Photo 1 – Some of the hills are rather steep. I crossed over into Portuguese Bend Reserve. I stayed on the low road paralleling Palos Verdes Dr. I needed to get down to the road and continue alongside for about a half mile. In the middle right of photo 2, one can see two trucks and a trailer parked in a dirt lot. The trail took me down to this lot. From here I crossed over the road and headed toward that first point, Inspiration Point. Photo 3 – Swirling currents near Inspiration Point look like a giant blue eye.
Inspiration Point on zoom
On Palos Verdes Drive. I came to an archery range. There is a trail that runs around the range but I decided to stick with the road as I was quite close to Inspiration Point.
Looking down to the beach and over to Portuguese Point.
Portuguese Bend to the east
Sacred Cove and Portuguese Point to the west
There is a small network of trails inside Sacred Cove. I spoke to a worker from Palos Verdes Peninsula Land Conservancy, the organization that maintains Forrestal Reserve, Portuguese Bend Reserve and other areas I hiked today. He told me that people do visit the sea cave and then pointed out a crazy looking trail running down the side of the hill (photo 2). There are actually two trails leading down to the beach in photo 2. The second runs next to the long, black pipe.
I backtracked to the road and saw a short trail leading out to a viewpoint. At the end was a memorial for little girl who died here at Inspiration Point. This stopped me in my tracks. An unexpected and heartbreaking discovery.
I walked up the road just a short way. I came to another trail, this one leading down to the beach and the big sea cave. It was hot and I hadn’t planned on expending the level of energy it would take to get up and down these steep trails. I went for it anyway. I followed the trail next to the black plastic pipe steeply down. There is a point right before the beach where I had to crawl over the pipe. I was wearing shorts and burned the insides of my legs on the hot plastic.
The Portuguese Point sea cave.
Providing scale, a woman in a black t-shirt stands in the water in front of the cave.
One last look at the awesome sea cave
Sacred Cove from the beach
I had to get back to the road again. Instead of taking the trail by the pipe I took the crazy looking one pointed out by the worker on Inspiration Point. It’s very steep and the dirt is soft. Thankfully I had my Microspikes and hiking poles. I only had to put a hand on the ground once or twice to help pull me up.
Photo 1 – Sacred Cove and Inspiration Point Photo 2 – Catalina Island
Abalone Cove and Long Point
Photo 1 – Terranea Resort, where I hiked in April, sits atop Long Point. Photo 2 – Wayfarers Chapel sits inland just across the road.
From Portuguese Point I headed down to the beach in Abalone Cove. I spoke with a couple of lifeguards. One suggested I hike over to the sandy part of the beach in front of the lifeguard tower and take a swim.

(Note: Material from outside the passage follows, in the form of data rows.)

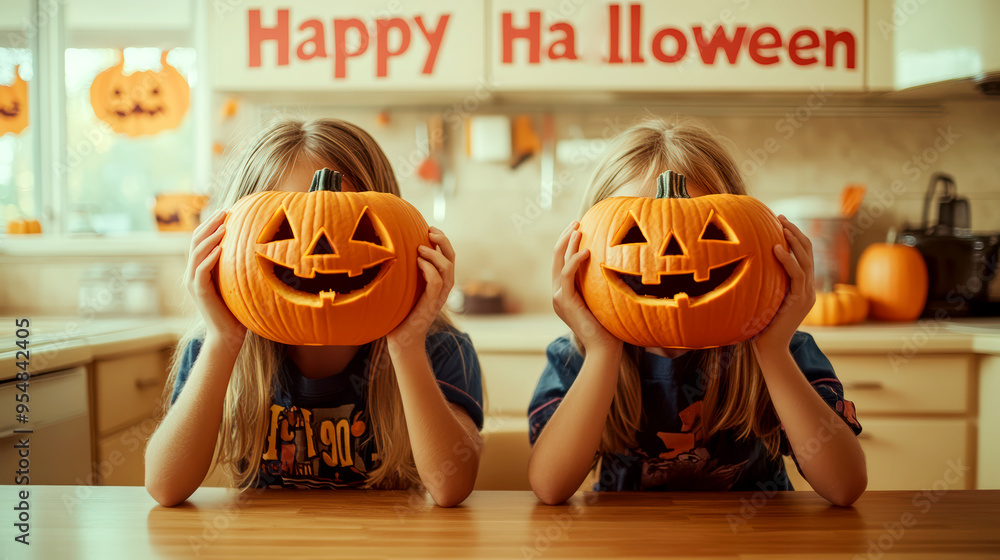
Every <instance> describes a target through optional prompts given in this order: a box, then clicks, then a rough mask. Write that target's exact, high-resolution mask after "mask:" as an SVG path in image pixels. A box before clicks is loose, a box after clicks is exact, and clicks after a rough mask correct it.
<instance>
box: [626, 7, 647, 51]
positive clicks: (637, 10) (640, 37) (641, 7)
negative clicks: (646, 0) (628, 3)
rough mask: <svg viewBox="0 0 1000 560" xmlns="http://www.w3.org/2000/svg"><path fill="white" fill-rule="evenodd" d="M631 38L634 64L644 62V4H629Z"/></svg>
mask: <svg viewBox="0 0 1000 560" xmlns="http://www.w3.org/2000/svg"><path fill="white" fill-rule="evenodd" d="M629 39H630V41H631V46H632V49H631V52H630V61H631V62H632V64H642V63H643V62H646V59H644V58H642V4H632V5H631V6H629Z"/></svg>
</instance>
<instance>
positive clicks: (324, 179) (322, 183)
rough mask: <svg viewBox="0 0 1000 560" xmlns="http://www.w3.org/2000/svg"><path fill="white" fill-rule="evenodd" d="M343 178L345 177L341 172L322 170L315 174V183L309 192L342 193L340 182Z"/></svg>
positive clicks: (313, 180) (330, 170)
mask: <svg viewBox="0 0 1000 560" xmlns="http://www.w3.org/2000/svg"><path fill="white" fill-rule="evenodd" d="M343 178H344V176H343V175H342V174H341V173H340V171H334V170H332V169H330V168H327V167H325V168H323V169H320V170H319V171H317V172H316V173H313V182H312V185H310V186H309V192H316V191H331V192H340V182H341V181H342V180H343Z"/></svg>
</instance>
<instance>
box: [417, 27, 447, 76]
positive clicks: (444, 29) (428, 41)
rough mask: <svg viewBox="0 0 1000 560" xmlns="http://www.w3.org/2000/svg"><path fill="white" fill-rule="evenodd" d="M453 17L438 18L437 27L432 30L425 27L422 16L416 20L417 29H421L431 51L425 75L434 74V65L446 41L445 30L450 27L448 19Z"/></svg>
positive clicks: (423, 72) (428, 28)
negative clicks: (416, 22)
mask: <svg viewBox="0 0 1000 560" xmlns="http://www.w3.org/2000/svg"><path fill="white" fill-rule="evenodd" d="M450 18H451V16H450V15H449V14H445V15H443V16H441V17H439V18H438V24H437V27H435V28H434V29H430V28H428V27H425V26H424V19H423V18H422V17H420V16H417V17H416V18H414V20H415V21H416V22H417V27H419V28H420V32H421V33H423V34H424V37H425V38H426V39H427V45H428V47H430V50H429V51H428V52H427V60H426V61H424V69H423V73H424V74H431V73H433V72H434V63H435V62H436V61H437V53H438V51H439V50H440V49H441V41H443V40H444V30H445V28H447V27H448V19H450Z"/></svg>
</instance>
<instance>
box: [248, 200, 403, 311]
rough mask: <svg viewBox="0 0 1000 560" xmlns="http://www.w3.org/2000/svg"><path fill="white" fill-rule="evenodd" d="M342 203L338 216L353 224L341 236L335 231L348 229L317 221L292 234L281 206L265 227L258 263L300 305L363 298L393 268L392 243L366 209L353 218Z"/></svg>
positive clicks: (393, 251) (378, 220) (373, 218)
mask: <svg viewBox="0 0 1000 560" xmlns="http://www.w3.org/2000/svg"><path fill="white" fill-rule="evenodd" d="M341 206H342V207H343V208H342V211H341V212H340V214H341V216H340V218H341V219H342V220H344V221H346V222H351V221H353V222H355V225H354V227H353V228H351V229H350V231H351V233H350V237H348V238H345V239H341V238H339V237H340V236H339V235H335V234H342V233H345V232H347V231H348V230H347V228H339V229H340V231H334V232H330V231H327V228H326V227H325V226H322V225H321V226H319V228H317V229H315V231H314V232H312V233H309V232H306V231H304V230H305V228H304V226H303V225H299V226H298V227H299V228H301V229H302V230H303V231H301V232H300V235H301V236H302V238H299V237H297V236H296V232H295V229H296V227H295V226H292V224H291V222H290V221H289V220H288V213H289V210H288V208H287V207H285V206H282V207H281V208H279V209H278V211H277V212H276V213H275V214H274V216H273V217H272V218H271V220H270V221H269V222H268V224H267V225H266V226H264V229H263V230H262V231H261V233H260V236H259V237H258V239H257V244H258V249H257V263H258V264H259V265H260V273H261V274H262V275H263V276H264V278H266V279H267V280H268V282H270V284H271V287H272V288H273V289H274V291H275V293H278V294H281V295H282V296H283V297H284V298H286V299H288V300H291V301H294V302H296V303H298V304H300V305H309V306H312V307H321V306H323V305H324V304H325V305H340V304H344V303H347V302H350V301H353V300H355V299H357V298H360V297H363V296H364V295H365V294H367V293H368V291H369V290H370V289H371V288H372V286H374V285H375V284H377V283H378V281H379V280H381V279H382V278H383V277H384V276H385V274H386V272H388V270H389V269H390V268H391V267H392V265H393V264H394V263H395V260H396V256H395V255H396V254H395V252H394V251H393V245H392V241H391V239H390V238H389V236H388V234H387V233H386V231H385V228H384V227H383V226H382V223H381V221H380V220H379V219H378V217H377V216H375V214H374V212H373V211H372V209H371V207H370V206H364V207H363V208H361V212H360V214H359V215H357V216H352V214H354V213H355V210H356V207H354V206H352V205H341ZM383 239H384V240H383ZM338 248H339V250H338Z"/></svg>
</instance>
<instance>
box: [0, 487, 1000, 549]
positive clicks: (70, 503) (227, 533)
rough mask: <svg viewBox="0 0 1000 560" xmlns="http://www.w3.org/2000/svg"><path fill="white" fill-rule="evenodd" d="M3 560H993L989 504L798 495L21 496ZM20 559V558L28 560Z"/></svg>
mask: <svg viewBox="0 0 1000 560" xmlns="http://www.w3.org/2000/svg"><path fill="white" fill-rule="evenodd" d="M15 489H16V488H15V487H12V486H4V487H2V488H0V494H2V495H3V500H2V504H3V508H2V513H0V527H3V529H0V534H2V535H3V544H2V545H0V556H3V557H10V558H30V557H33V558H46V559H47V558H53V559H56V558H58V559H63V558H102V559H103V558H119V557H120V558H135V559H141V558H194V557H200V558H219V557H229V558H259V557H267V558H275V559H294V560H299V559H302V558H324V559H325V558H338V557H339V558H342V557H348V558H364V559H375V558H399V557H404V558H629V557H636V558H640V557H641V558H649V557H662V556H668V555H669V556H675V557H685V556H688V557H698V558H706V557H718V558H804V557H809V558H813V557H817V556H821V557H823V558H872V559H879V558H881V559H885V558H893V557H905V558H927V559H930V558H935V559H937V558H943V559H954V558H997V557H1000V491H985V490H980V491H950V492H943V493H941V494H935V493H933V492H930V493H928V494H921V493H917V492H869V493H867V494H865V495H864V496H863V497H862V498H861V500H859V501H858V503H857V504H856V505H855V507H853V508H838V507H833V506H830V505H829V504H828V503H827V502H826V501H824V500H823V499H822V498H820V497H819V496H817V495H816V494H814V493H812V492H781V493H777V494H775V495H772V496H767V495H766V494H765V493H764V492H757V493H695V492H692V493H654V492H648V493H589V492H588V493H580V494H577V495H576V496H574V497H573V498H572V499H571V500H570V501H569V503H568V504H566V505H562V506H545V505H542V504H540V503H539V502H538V501H537V500H536V499H535V497H534V496H533V495H532V494H531V493H530V492H475V493H473V495H472V496H470V497H469V499H468V500H466V501H465V503H464V504H462V505H461V506H460V507H457V508H452V509H443V508H439V507H435V506H434V505H433V504H432V503H431V502H430V501H429V500H428V499H427V498H426V497H425V496H424V495H422V494H417V493H408V492H362V491H323V490H317V491H312V490H303V491H297V490H277V491H275V490H269V491H261V492H257V491H251V492H248V493H244V494H238V493H236V491H234V490H227V489H221V488H202V489H200V490H198V492H196V493H195V495H194V496H193V497H192V498H191V499H190V501H189V502H187V503H185V504H183V505H181V506H178V507H175V508H163V507H160V506H158V505H156V504H155V502H154V501H153V500H152V499H151V498H150V497H149V496H148V495H147V494H146V491H145V490H144V489H143V488H141V487H85V486H81V487H75V486H32V487H30V492H31V504H30V512H31V533H30V540H31V542H32V544H31V545H30V547H24V546H23V545H19V544H15V543H13V541H12V538H13V537H12V536H11V535H10V534H9V533H10V532H11V531H12V528H11V522H10V521H9V519H10V517H11V511H12V510H11V509H10V508H11V506H10V505H8V504H10V503H11V501H10V500H9V499H8V498H9V497H12V495H13V493H14V491H15ZM29 552H30V554H29Z"/></svg>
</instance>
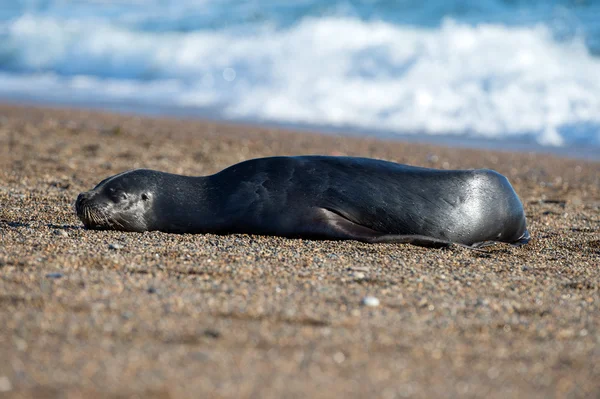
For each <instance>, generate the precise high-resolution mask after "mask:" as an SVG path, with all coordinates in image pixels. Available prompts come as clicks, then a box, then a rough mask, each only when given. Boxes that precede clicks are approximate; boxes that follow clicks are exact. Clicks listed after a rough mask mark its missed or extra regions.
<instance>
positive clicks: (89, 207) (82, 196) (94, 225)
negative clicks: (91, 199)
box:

He told me they also have an outdoor shower. This suggestion, like the information the worker had given me about the trail to the sea cave, I let guide me as if it were a sign. I usually try to stick to my predetermined plans. On this day I decided to believe that fate, the universe, the Hiking Gods or whatever you want to call it had put these people in my path for a reason. I headed over to the sandy part of the beach, stripped down to my shorts and went for a refreshing dip. Afterwards I walked up and showered off. Cooling down like this was a great relief. I felt totally refreshed.
The exquisite Wayfarers Chapel
I headed inside. I love the glass walls, embraced by redwood trees just outside. Nature and architecture at peace with one another.
There was no planning or waiting for this shot, just pure chance. I turned my camera skyward just as the Sun crested over the cross on the bell tower.
Portuguese Point from Wayfarers Chapel
I returned to Portuguese Bend Reserve and Forrestal Reserve. I took a slightly different route back to my car – Conqueror Trail to Dauntless Trail to Vista Point Trail to Exultant Trail to the closed portion of Forrestal Dr.
From the vista point on Vista Point Trail, I looked back over the land I had traveled. Also right below, Trump National Golf Course.